As The New York Observer also received this request from Public Advocate Bill de Blasio‘s mayoral campaign, Politicker awards the New York Post a slow round of applause for this one: “No thanks, de Blasio.”
Crain’s New York Business attempted to game out Rev. Al Sharpton‘s endorsement, which, if given, could be expected to go to Mr. de Blasio or former Comptroller Bill Thompson. As a side note, long before Mr. Thompson’s recent speech on Trayvon Martin, Rev. Sharpton publicly criticized the his stop-and-frisk stance–“especially as a black candidate”–in The New York Times.
Mr. Thompson, who is reportedly set to get the Assemblyman Dov Hikind‘s endorsement next week, also spoke to his outreach to the Orthodox Jewish community yesterday. “It is about the issues that affect the Jewish community but I think it’s also about relationships. I’ve worked in the Jewish community for decades,” he proclaimed. “It is part of who I am.”
While Road to City Hall spent a full, 15-hour day with Comptroller John Liu. “White Castle never tasted this good before, and now, I know why. The lady gave me a double,” Mr. Liu exclaimed between stops. “Seriously. Look. Two. Two patties.” Later, at a fried chicken joint near 10 p.m., he orders: “Two thighs and a drumstick. What’s that, apple pie?”

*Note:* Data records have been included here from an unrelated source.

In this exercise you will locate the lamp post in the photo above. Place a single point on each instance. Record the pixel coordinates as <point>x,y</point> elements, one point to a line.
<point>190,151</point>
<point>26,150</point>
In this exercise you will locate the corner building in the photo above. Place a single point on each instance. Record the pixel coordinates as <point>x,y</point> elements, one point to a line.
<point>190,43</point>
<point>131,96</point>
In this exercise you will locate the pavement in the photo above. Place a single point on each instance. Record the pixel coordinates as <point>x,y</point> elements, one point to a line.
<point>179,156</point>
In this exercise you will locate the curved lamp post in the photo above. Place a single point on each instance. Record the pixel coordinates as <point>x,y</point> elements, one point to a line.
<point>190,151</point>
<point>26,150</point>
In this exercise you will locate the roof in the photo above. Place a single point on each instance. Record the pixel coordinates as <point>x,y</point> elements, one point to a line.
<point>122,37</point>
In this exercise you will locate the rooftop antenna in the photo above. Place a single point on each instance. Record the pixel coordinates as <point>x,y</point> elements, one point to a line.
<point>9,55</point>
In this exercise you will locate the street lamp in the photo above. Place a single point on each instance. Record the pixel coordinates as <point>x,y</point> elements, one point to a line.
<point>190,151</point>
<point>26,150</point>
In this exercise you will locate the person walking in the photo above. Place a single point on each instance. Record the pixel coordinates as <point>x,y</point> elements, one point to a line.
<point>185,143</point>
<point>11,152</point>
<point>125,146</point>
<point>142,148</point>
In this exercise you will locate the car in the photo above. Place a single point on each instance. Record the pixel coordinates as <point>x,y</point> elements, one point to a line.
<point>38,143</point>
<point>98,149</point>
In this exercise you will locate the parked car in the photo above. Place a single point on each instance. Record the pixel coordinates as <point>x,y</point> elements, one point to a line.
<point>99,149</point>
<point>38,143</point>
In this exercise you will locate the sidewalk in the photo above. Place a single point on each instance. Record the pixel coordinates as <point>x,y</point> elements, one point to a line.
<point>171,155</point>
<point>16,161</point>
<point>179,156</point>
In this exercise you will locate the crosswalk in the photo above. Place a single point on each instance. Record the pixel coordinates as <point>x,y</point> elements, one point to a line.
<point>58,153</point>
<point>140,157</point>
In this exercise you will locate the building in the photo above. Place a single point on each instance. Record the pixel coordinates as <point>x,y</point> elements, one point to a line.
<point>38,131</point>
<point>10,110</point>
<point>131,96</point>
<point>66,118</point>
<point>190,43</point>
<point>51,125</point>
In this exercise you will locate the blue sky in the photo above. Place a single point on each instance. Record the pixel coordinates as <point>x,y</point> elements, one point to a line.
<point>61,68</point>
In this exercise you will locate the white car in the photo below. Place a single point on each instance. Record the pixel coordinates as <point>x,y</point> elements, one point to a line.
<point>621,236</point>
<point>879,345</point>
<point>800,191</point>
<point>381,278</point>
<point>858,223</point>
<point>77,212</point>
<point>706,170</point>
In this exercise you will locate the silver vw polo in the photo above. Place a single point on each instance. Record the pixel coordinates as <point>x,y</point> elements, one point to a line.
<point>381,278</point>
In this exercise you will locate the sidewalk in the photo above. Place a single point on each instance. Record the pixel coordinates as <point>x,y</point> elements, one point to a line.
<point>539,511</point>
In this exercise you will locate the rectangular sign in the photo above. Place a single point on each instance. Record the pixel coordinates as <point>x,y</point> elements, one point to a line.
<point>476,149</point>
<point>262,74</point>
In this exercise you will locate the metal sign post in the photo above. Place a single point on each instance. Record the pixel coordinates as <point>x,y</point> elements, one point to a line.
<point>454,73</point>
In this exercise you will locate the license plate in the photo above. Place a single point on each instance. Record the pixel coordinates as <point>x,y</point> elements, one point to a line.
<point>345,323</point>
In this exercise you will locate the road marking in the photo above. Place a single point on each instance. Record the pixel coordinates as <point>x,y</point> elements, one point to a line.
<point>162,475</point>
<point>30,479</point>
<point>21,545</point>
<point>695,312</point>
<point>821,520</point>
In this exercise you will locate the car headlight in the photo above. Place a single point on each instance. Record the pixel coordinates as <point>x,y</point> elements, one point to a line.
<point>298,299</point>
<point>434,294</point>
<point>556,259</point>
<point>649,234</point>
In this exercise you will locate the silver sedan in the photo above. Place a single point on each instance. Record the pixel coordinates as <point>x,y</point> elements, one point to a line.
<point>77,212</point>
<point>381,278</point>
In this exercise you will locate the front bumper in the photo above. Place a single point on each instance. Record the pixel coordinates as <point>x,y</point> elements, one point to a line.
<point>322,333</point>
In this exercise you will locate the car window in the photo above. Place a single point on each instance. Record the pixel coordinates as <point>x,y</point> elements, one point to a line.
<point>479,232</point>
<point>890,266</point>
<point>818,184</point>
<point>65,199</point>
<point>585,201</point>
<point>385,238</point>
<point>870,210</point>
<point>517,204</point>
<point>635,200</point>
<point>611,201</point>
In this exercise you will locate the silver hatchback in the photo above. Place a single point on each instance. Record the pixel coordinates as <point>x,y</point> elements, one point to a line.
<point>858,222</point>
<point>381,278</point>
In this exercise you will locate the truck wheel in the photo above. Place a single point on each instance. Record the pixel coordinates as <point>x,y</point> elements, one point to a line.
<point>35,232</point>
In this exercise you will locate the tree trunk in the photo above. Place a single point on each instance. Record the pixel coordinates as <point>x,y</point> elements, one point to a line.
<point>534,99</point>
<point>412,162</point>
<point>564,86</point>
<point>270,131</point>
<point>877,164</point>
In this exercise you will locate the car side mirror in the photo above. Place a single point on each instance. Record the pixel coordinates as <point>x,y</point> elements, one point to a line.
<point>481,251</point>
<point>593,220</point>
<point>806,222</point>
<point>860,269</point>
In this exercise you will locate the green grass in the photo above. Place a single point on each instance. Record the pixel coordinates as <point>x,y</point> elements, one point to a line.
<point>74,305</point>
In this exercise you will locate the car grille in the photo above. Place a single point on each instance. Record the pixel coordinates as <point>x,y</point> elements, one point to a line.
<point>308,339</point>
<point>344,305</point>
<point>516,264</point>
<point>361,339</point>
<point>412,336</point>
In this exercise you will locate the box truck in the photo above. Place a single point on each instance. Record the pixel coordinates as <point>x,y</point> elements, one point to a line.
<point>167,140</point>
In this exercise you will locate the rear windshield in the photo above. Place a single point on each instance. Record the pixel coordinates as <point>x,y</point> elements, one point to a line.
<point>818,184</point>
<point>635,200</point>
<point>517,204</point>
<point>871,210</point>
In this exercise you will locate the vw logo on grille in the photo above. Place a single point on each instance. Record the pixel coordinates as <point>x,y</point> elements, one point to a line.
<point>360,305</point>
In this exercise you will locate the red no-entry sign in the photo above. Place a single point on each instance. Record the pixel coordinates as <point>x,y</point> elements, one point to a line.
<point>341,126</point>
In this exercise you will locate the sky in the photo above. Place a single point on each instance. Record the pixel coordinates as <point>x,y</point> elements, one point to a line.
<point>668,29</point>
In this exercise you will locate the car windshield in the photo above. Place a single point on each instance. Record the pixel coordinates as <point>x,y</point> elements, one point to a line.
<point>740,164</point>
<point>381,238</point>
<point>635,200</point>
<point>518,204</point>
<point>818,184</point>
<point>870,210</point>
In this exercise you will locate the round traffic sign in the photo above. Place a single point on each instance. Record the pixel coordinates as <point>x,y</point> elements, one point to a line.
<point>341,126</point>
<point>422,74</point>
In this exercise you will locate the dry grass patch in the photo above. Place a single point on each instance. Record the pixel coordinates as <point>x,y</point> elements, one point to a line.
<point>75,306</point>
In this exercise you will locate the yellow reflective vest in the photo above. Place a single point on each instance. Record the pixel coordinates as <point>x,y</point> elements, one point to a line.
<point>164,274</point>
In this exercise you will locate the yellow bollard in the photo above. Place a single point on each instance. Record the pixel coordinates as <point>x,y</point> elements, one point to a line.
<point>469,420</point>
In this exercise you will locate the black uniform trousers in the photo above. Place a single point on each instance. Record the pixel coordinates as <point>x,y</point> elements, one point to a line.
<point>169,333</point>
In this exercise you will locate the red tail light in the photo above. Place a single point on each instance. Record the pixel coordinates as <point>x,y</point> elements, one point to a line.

This mayoral election could be a disaster with the new levered machines. “Historically, the machines in communities of color have broken down,” Councilwoman Tish James told Talking Points Memo. “I used to walk around with a screw driver and when we couldn’t get someone from the Board of Elections to come and repair machines.”
Election Day smoothness may depend on how many people turn out–a notoriously difficult variable to predict. The Times nevertheless asked several consultants to do just that, receiving prognostications ranging from 400,000 to 800,000 Democrats, less than the 1.1 million who voted in the 1989 David Dinkins–Ed Koch primary, but more than 2009’s 330,000 voters.
And Manhattan Borough President Scott Stringer ate a cronut.